Retailers and law enforcement agencies in the region have formed the New England Organized Retail Crime Alliance, an effort to battle what they see as a growing, and costly, illegal activity.
The alliance was launched Sept. 19 in Worcester, Mass., at the New England Organized Retail Crime Symposium.
Jason Adams, national manager for organized retail crime for Gap, is co-chair of the group, along with Carol Fitzgerald, a crime analyst with the Leominster, Mass., Police Department.
Adams said retailers and law enforcement officials from New Hampshire, Maine, Vermont, Massachusetts, Connecticut and Rhode Island will be working with the alliance in sharing intelligence and combining efforts to fight organized retail crime, known as ORC.
“This is an expansion of the public-private partnership model.

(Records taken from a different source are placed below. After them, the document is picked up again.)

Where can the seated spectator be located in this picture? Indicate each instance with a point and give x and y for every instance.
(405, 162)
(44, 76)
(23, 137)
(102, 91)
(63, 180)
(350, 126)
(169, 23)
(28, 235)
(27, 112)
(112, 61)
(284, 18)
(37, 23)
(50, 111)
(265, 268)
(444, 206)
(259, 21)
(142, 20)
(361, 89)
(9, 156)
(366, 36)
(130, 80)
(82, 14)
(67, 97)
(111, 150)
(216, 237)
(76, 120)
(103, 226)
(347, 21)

Years ago, retailers’ prime goal was to educate shoplifting versus ORC,” he said. “We’ve done that, we’ve succeeded in making ORC the biggest topic in [loss prevention]. Now there’s a willingness in the public-private sectors to share.”
He said, the primary means to do that is through the group’s website, http://www.neorca.org, which enables members to share information about ORC with real-time alerts.
According to Nancy Kyle, president of the Retail Merchants Association of New Hampshire, “The NEORCA website will not only enable retailers and law enforcement to communicate about these crimes, but it will also save the information in a written and mapped format, searchable by crime and suspect type. This gives all members the ability to search the website to connect cases and establish patterns and trends. In addition, members may upload photographs and crime bulletins to share with the NEORCA community.”
That ability to upload photos is especially important, Adams said, because “80 percent of ORC is committed by 20 percent of offenders.”
He added: “There’s so much information out there. This [website] will sift through the noise,”
Photos of suspects, fencing locations and a discussion forum are included on the website. NEORCA membership is free.
“We want to get the word out,” Adams said. “This 100 percent needs law enforcement support to succeed. I want to see it evolve, see it be effective. The sky’s the limit. I want to see this be the essential tool and [I welcome] ideas about how we can take this to the next level.”
Local and national ORC news, loss prevention job openings and ORC meetings all will be included, as will a list of loss prevention contacts.
“I see this as a major jumping-off point for the website,” Adams said.